The researchers then moved onto animal experiments where they observed the pharmacokinetics, or concentration changes of the compound in the blood of the animals. They also tested the toxicity of the compound and found that it was low.
Finally, they conducted memory disorder stress tests and showed that AVN-211 may be able to improve memory function in mice and rats. First, they trained the animals to find an exit from a maze while they were under the influence of drugs causing memory loss. When they gave these animals AVN-211, the researchers saw that they were able to find the exit to the maze faster. Similarly, animals that were not given a memory loss drug also did better in learning and memory tests when given AVN-211.

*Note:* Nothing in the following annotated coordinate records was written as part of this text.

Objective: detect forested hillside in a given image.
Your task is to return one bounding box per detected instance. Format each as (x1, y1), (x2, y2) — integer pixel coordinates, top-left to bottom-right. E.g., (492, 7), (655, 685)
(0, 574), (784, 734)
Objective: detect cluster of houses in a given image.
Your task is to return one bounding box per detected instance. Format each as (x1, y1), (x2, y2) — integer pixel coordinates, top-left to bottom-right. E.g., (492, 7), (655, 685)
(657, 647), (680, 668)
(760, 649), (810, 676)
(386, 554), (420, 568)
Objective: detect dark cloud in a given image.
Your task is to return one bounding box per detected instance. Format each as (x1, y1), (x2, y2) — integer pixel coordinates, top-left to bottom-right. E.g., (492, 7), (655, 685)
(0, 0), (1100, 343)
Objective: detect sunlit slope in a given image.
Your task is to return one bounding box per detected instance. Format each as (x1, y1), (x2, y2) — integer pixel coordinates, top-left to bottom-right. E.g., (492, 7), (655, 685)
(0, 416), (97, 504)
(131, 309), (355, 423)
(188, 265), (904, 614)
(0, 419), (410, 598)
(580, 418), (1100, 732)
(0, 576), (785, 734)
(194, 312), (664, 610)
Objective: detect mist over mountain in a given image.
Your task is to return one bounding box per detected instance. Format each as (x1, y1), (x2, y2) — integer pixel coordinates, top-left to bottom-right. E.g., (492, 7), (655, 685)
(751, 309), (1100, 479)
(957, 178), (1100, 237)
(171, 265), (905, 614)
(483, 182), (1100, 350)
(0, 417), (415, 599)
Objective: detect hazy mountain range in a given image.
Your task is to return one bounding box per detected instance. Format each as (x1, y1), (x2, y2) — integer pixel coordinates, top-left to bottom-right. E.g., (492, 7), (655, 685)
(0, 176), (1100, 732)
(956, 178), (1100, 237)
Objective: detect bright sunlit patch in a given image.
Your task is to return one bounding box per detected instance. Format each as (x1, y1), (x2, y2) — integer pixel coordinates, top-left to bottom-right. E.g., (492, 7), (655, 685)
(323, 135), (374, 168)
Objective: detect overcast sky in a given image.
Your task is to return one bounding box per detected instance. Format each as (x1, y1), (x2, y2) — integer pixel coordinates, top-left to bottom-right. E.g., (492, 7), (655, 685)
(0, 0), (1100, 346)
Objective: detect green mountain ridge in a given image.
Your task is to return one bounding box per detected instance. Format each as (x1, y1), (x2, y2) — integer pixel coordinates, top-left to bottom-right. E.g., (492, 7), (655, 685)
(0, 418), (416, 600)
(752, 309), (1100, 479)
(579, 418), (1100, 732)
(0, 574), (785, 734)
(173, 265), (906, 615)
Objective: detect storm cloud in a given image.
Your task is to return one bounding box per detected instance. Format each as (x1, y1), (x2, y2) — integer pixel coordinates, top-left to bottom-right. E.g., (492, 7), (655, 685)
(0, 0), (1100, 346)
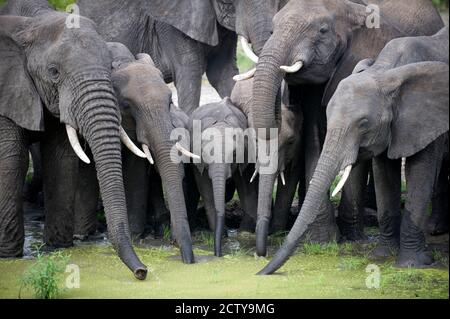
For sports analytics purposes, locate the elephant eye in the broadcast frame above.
[319,24,330,34]
[48,65,59,81]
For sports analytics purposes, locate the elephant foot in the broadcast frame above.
[395,249,434,268]
[371,243,398,259]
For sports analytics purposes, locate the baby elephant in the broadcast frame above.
[188,98,256,257]
[261,28,449,274]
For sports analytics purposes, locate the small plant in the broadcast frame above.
[19,248,70,299]
[163,225,172,242]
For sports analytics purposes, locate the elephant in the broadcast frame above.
[70,42,194,263]
[260,28,449,274]
[0,0,147,280]
[231,79,303,256]
[188,98,257,257]
[243,0,443,248]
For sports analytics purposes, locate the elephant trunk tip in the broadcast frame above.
[133,267,148,280]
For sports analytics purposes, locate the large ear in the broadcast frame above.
[383,62,449,159]
[211,0,236,31]
[0,16,44,131]
[146,0,219,46]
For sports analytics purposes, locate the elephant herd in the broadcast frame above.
[0,0,449,280]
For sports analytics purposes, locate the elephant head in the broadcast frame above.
[109,43,194,263]
[231,79,303,256]
[189,98,247,257]
[0,10,147,279]
[260,62,449,274]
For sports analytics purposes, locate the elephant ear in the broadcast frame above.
[212,0,236,31]
[0,16,44,131]
[146,0,219,46]
[383,62,449,159]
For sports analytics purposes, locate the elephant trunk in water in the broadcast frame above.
[209,163,227,257]
[258,129,357,275]
[151,124,195,264]
[256,173,277,256]
[73,78,147,280]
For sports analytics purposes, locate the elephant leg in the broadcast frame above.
[122,148,150,239]
[183,164,200,229]
[233,169,258,232]
[372,154,402,257]
[41,118,79,248]
[302,86,338,243]
[193,168,216,231]
[397,136,445,268]
[206,25,239,98]
[337,161,371,241]
[428,159,449,236]
[24,143,42,203]
[0,116,29,258]
[74,155,100,239]
[272,159,300,232]
[147,168,170,236]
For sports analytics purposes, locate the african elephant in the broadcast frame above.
[188,98,257,257]
[0,0,147,280]
[261,28,449,274]
[246,0,443,242]
[231,79,303,256]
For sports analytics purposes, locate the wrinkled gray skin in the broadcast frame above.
[261,28,449,274]
[78,0,283,115]
[72,42,194,263]
[0,0,147,279]
[188,98,257,257]
[231,79,303,256]
[252,0,443,264]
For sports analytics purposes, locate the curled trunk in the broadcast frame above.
[258,130,350,275]
[209,164,227,257]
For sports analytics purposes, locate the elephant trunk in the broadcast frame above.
[256,173,277,256]
[75,80,147,280]
[209,163,227,257]
[151,127,195,264]
[258,129,354,275]
[251,37,289,129]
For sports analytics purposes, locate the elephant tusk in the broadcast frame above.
[120,126,147,158]
[280,172,286,186]
[66,124,91,164]
[241,37,259,63]
[175,142,201,160]
[331,165,352,197]
[142,144,155,165]
[280,61,303,73]
[233,68,256,82]
[250,169,258,184]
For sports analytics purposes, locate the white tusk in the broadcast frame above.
[280,61,303,73]
[175,142,201,160]
[241,37,259,63]
[120,126,147,158]
[250,169,258,184]
[280,172,286,186]
[142,144,155,165]
[66,124,91,164]
[331,165,352,197]
[233,68,256,82]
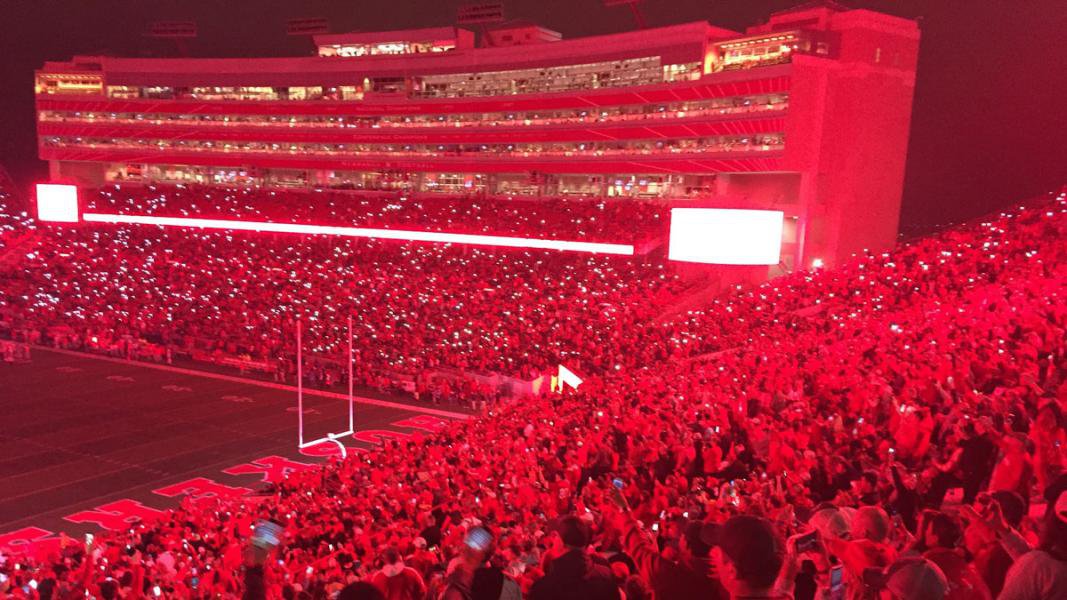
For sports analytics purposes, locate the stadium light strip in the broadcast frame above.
[81,212,634,256]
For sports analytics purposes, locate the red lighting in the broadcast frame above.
[37,184,78,223]
[667,208,784,265]
[82,212,634,256]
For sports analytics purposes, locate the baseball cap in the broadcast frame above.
[885,557,949,600]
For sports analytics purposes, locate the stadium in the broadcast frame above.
[0,0,1067,600]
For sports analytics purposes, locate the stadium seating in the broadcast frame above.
[0,186,1067,600]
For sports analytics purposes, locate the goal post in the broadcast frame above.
[297,316,355,458]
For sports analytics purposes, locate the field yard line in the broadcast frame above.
[32,345,471,421]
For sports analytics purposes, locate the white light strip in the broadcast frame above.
[81,212,634,256]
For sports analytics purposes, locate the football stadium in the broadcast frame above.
[0,0,1067,600]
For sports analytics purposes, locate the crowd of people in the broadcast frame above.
[0,183,1067,600]
[86,185,669,243]
[0,187,685,392]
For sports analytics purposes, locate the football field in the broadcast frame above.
[0,348,466,548]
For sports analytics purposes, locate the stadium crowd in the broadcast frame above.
[0,187,683,400]
[0,187,1067,600]
[87,185,668,243]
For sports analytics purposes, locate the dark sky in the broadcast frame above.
[0,0,1067,231]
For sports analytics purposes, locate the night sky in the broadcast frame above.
[0,0,1067,232]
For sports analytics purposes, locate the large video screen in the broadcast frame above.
[667,208,785,265]
[37,184,78,223]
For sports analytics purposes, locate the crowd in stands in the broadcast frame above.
[86,185,669,243]
[0,187,683,396]
[0,184,1067,600]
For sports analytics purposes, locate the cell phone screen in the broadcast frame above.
[252,520,285,550]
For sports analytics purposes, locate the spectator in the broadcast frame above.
[371,548,426,600]
[713,515,787,600]
[530,515,620,600]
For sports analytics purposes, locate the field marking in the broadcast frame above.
[32,345,471,421]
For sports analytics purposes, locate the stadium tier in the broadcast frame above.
[36,3,919,269]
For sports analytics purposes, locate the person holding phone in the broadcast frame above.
[610,479,728,600]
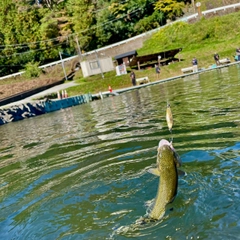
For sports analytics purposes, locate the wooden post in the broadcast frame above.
[138,61,140,70]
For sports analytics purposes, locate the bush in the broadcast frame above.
[24,62,42,78]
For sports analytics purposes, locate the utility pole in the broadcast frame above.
[59,52,68,80]
[95,50,104,78]
[76,36,82,62]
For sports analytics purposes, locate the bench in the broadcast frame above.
[136,77,150,85]
[181,65,198,73]
[219,58,231,64]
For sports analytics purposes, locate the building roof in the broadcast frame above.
[129,48,182,67]
[114,50,137,60]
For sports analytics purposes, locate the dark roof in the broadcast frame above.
[114,50,137,60]
[129,48,182,67]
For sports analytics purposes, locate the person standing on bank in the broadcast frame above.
[130,71,136,86]
[192,57,198,72]
[155,64,161,79]
[213,53,220,65]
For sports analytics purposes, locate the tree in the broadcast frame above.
[154,0,185,20]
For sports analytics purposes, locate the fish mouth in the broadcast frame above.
[158,139,175,151]
[157,139,182,167]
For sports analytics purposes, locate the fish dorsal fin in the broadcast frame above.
[148,168,160,177]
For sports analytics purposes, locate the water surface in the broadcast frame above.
[0,65,240,240]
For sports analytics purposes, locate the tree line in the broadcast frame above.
[0,0,191,76]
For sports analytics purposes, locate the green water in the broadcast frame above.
[0,65,240,240]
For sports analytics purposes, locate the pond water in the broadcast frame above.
[0,65,240,240]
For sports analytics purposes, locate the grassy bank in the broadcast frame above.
[64,12,240,96]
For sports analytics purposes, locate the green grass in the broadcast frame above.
[65,12,240,96]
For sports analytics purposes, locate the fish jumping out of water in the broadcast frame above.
[114,139,184,234]
[166,104,173,133]
[148,139,181,220]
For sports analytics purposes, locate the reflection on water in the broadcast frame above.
[0,65,240,239]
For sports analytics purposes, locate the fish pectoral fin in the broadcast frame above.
[148,168,160,177]
[177,169,187,177]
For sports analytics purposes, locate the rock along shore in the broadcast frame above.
[0,94,92,125]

The authors concluded that AVN-211 could also combat memory loss in people with Alzheimer’s disease.
The second study tested another compound, which also blocks the 5-HT6R receptor called AVN-322. Published in the scientific journal Current Alzheimer Research, the study, “Preclinical evaluation of AVN-322, novel and highly selective 5-HT6 receptor antagonist, for the treatment of Alzheimer’s disease” showed that AVN-322 was a highly effective molecule blocking the activity of 5-HT6R.
The team conducted experiments similar to AVN-211 on learning and memory in mice and found that AVN-322 also improved the performance of the animals.
The researchers analyzed the pharmacokinetics of AVN-322 in mice, rats, dogs, and monkeys and found that the compound had generally low toxicity. Adverse side effects included a slowing of the heart rate and low blood pressure in rats after three months, but this was less serious than with other existing drugs.
The researchers concluded that AVN-322 has a good pharmacokinetic profile, that it is very digestible and that it passes well through the blood-brain barrier.
As a next step, the researchers are hoping to test the safety and effectiveness of the two compounds in human clinical trials.